To share is a virtue
On the trade finance front, the IFC and Standard Chartered signed a unique renminbi (RMB) risk sharing agreement. The agreement marks the IFC’s first venture into RMB-denominated cross-border trade finance in the overall facility of up to RMB3 billion ($500 million) (TXF News 16 December).
And in the Middle East, Saudi Arabian-based water and power project developer, ACWA Power secured a SR1.77 billion Islamic loan from four local banks (TXF News 18 December). The loan shows the depth of local liquidity and is also the first syndicated revolver the company has entered into.
Where are you now?

It never ceases to amaze me just how difficult it is for many banks to relay detail about changes in personnel – but often this is not down to the individual bankers concerned, more often it is the fault of cautious communications departments or slow management. Sigh! So, I won’t tell you just yet as to the several moves I (and probably you) know about – for risk of offending the sensitivities of any institutions. I will tell you in the next weekly news.
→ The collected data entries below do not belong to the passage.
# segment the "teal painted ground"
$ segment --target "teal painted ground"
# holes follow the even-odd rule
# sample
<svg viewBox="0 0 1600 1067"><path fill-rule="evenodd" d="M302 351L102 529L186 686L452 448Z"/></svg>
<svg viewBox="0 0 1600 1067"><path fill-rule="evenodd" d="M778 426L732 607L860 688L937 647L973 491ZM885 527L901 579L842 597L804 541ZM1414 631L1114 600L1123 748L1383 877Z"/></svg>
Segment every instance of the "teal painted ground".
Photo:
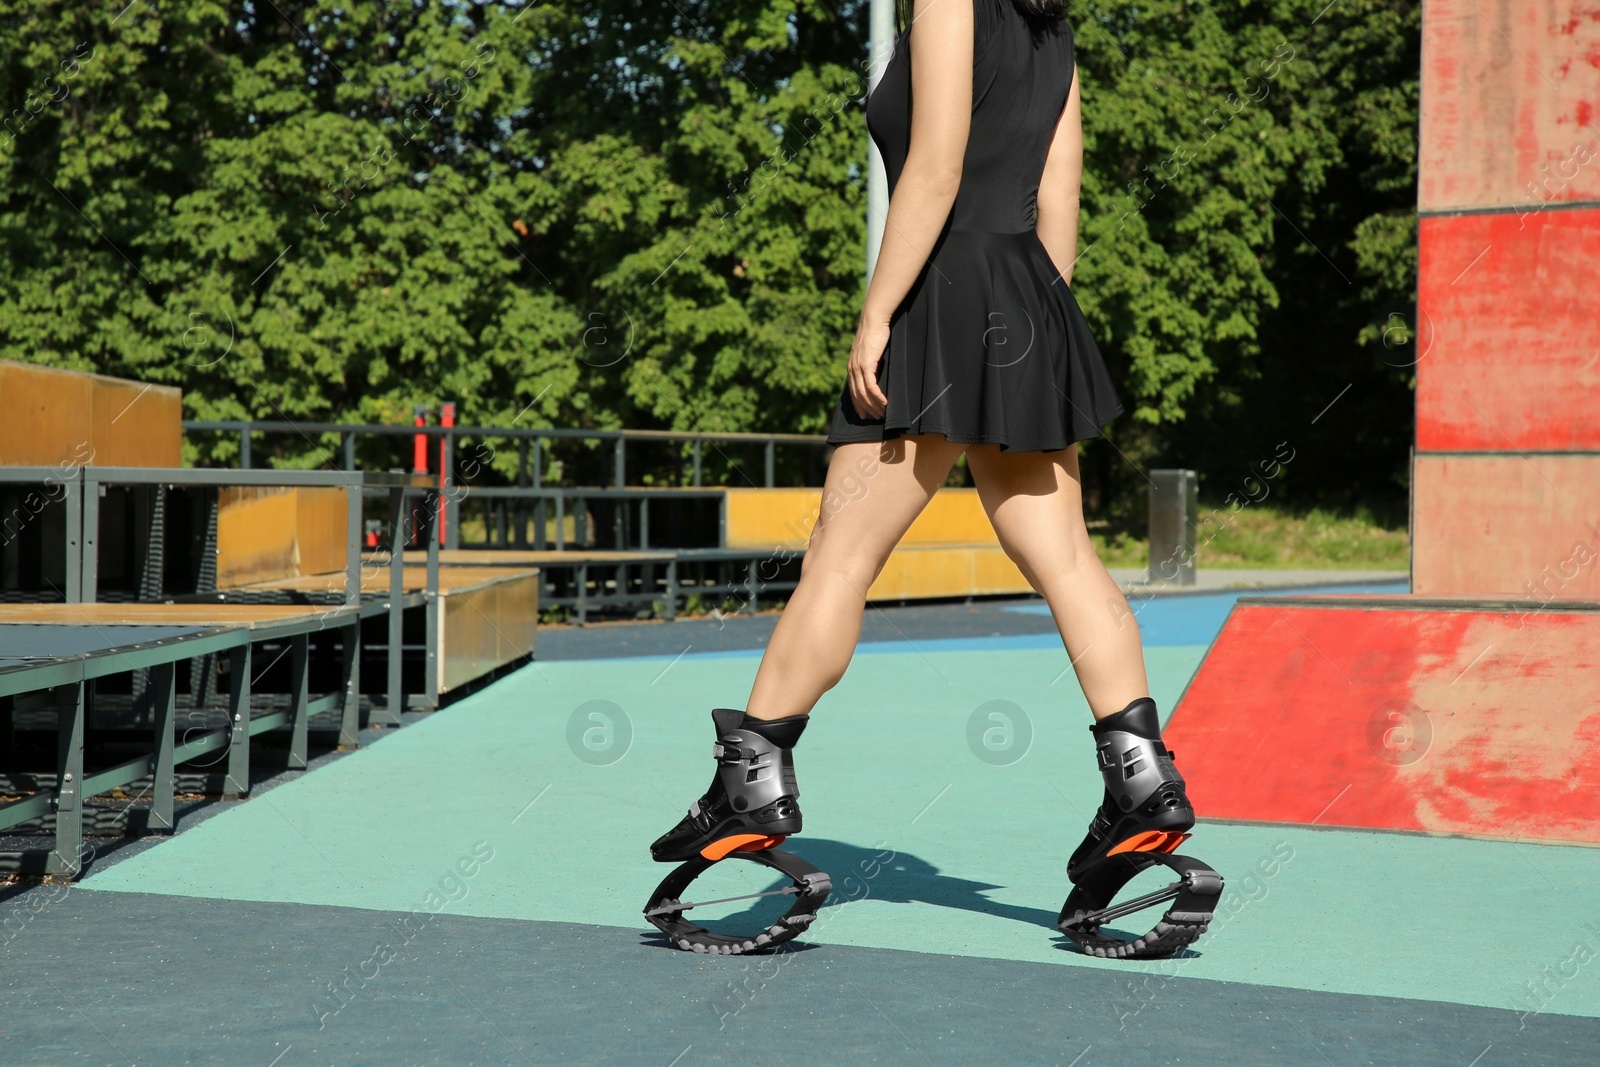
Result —
<svg viewBox="0 0 1600 1067"><path fill-rule="evenodd" d="M1600 1017L1600 960L1572 962L1600 952L1596 849L1202 823L1184 851L1229 892L1197 955L1129 964L1063 950L1062 869L1100 792L1088 709L1059 645L961 644L858 655L818 705L797 751L806 833L787 847L858 899L825 909L811 942L1519 1012L1536 1006L1527 983L1544 981L1546 1012ZM1203 653L1147 649L1163 710ZM648 844L705 787L709 709L740 706L757 662L531 665L83 887L647 930L640 909L668 869ZM980 708L976 750L1023 753L1015 762L969 744ZM475 850L492 859L452 874ZM894 854L882 868L880 850Z"/></svg>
For now though, you will have noticed we mentioned thatPaul van Heerde had been made the new global head of trade and commodity finance at ING (TXF News 19 December). And in another move, Deutsche Bank has appointed Maria Cristina Ricciardi as head of global transaction banking for Latin America (TXF News 18 December).
What song?
Some of you may be wondering where the song is this week – well sorry, there isn’t one. And last week’s song was Absent Friends by Genesis. Nobody got that. Tough! There were of course several other songs in last week’s news – including tunes by Frank Zappa, the Stones, Bon Jovi (euk!) etc. The song comp may come back in the New Year – but may not, as I’m running short of Zimbabwean dollars!
And finally...
The answer for the company I asked you about, is of course, Hyundai Heavy Industries. They are truly everywhere!!
And finally, finally…
We are looking for the 10 Best Deals of 2013 – so do send in your submissions.
And finally, finally, finally…..
My family tells me it is Christmas – and TXF will take a break for a few days. Our thanks to all of you who have worked with us through our first six months. We very much look forward to even closer cooperation with many more through 2014.
So from everybody at TXF, we would like to wish you all a wonderful Christmas holiday period and a very happy, healthy and rewarding New Year.